For example, prior art 1CN201810571803.0 discloses a method for preparing a low-resistance pantograph pan carbon strip, which comprises the following steps: s1, putting the carbon black, the pitch coke, the carbon fiber and the graphite into a kneading pot for dry mixing for 3 hours at a kneading temperature of 160 ℃ to obtain a mixed material A;

s2, melting the modified solid asphalt, putting the melted modified solid asphalt into a kneading pot according to the percentage, kneading the melted modified solid asphalt and the mixed material A obtained in the step S1 for 2 hours to obtain a mixed material B, taking the mixed material B out of the pot at the temperature of 170 ℃, and carrying out spiral extrusion processing after the mixed material B is cooled to room temperature;

s3, spirally extruding the mixed material B obtained in the step S2 to obtain an extruded sheet raw material C, and grinding the obtained extruded sheet raw material C to obtain a ground material D, wherein the granularity of ground powder is required to be below 0.3 mm;

s4, adding a pore-forming agent into the ground material D obtained in the step S3, mixing and stirring at 80 ℃ for 100min, and then forming by using an extruder to obtain a formed carbon strip;

and S5, sintering the molded carbon strip obtained in the step S4 at 1000 ℃ for 360h, and discharging the carbon strip after the temperature is reduced to 150 ℃ to obtain the sliding plate carbon strip with the pore structure.

Wherein the pore-forming agent is organic matter, and the organic matter is animal hair and/or cotton thread.

Although the copper leaching treatment can be performed by the above method, the organic matter is often complex in composition and contains metal ions, and thus the organic matter cannot be completely gasified in the sintering process, and a small amount of impurities existing in pores formed after sintering cannot be discharged, which may result in incomplete copper leaching.

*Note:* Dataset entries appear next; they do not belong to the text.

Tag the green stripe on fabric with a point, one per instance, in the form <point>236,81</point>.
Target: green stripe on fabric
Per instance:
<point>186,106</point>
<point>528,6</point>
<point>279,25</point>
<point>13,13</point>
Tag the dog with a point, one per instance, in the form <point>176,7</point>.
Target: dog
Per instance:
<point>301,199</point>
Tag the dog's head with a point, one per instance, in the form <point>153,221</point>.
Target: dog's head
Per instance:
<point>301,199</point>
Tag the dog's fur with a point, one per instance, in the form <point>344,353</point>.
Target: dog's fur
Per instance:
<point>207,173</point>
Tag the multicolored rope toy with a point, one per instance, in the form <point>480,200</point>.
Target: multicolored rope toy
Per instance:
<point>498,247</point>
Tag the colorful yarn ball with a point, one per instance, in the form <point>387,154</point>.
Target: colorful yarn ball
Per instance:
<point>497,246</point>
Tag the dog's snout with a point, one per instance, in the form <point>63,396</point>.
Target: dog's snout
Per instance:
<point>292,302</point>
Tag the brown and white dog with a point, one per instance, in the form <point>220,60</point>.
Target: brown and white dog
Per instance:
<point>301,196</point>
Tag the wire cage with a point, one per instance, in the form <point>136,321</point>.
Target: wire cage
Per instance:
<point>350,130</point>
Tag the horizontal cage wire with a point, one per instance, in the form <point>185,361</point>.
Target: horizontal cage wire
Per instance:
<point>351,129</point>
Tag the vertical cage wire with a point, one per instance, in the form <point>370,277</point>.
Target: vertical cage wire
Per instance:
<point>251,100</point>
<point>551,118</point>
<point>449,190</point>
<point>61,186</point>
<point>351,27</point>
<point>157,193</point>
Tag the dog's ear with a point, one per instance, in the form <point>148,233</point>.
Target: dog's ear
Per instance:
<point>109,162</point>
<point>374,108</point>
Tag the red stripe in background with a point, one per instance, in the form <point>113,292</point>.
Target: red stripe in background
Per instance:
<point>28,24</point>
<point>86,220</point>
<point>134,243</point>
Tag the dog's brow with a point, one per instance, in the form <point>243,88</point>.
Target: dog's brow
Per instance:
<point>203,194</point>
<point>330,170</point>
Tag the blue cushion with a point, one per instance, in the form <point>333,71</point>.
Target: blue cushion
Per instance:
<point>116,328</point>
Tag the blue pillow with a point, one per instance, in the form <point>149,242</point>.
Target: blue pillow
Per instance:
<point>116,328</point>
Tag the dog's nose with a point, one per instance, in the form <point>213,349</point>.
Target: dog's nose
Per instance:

For example, prior art 2CN201510214172.3 discloses a method for producing a copper-impregnated carbon sliding plate for a pantograph of an electric locomotive, which comprises:

1) preparing a composite carbon sliding plate;

1.1) preparing materials according to the following mass portions: 60-80 parts of asphalt coke powder, 12-16 parts of graphite powder, 10-15 parts of siliconized graphite powder and 30-35 parts of high-temperature asphalt;

1.2) specific preparation: putting the asphalt coke powder and the graphite powder into a kneading pot according to the proportion, cold mixing for 20-120 minutes, then adding additive graphite silicide powder, continuing mixing for 40-60 minutes, then adding the melted high-temperature asphalt, mixing for 1-6 hours at the temperature of 160-plus-material 180 ℃, stopping heating, cooling and grinding to obtain powder with the granularity of 250-plus-material 350 meshes; prepressing the mixed powder ground into 250-plus-350-mesh powder on an oil press to form a first-stage material column, putting the first-stage material column into an oven at the temperature of 120-plus-140 ℃ for curing for 8-9 hours, putting the cured first-stage material column into an extruder, and extruding a composite carbon sliding plate blank with the required specification; placing the composite carbon sliding plate blank into a kiln for roasting, and discharging to obtain a composite carbon sliding plate;

prior art 2 discloses that: the special silicon graphite powder additive is added into the formula, the function of a framework is realized in the copper-impregnated carbon sliding plate, metal and graphite are completely adsorbed in micropores, a complex conductive net structure is formed, the conductivity of the copper-impregnated carbon sliding plate is improved, the resistivity is reduced, the mechanical strength of the sliding plate can be increased, the infiltration angle of copper impregnation is improved, the wear resistance and the self-lubricity of the sliding plate are further improved, the copper-impregnated carbon sliding plate is more wear-resistant, does not damage a trunk line, does not drop blocks, is high in impact resistance, and the service life of the copper-impregnated carbon sliding plate is prolonged.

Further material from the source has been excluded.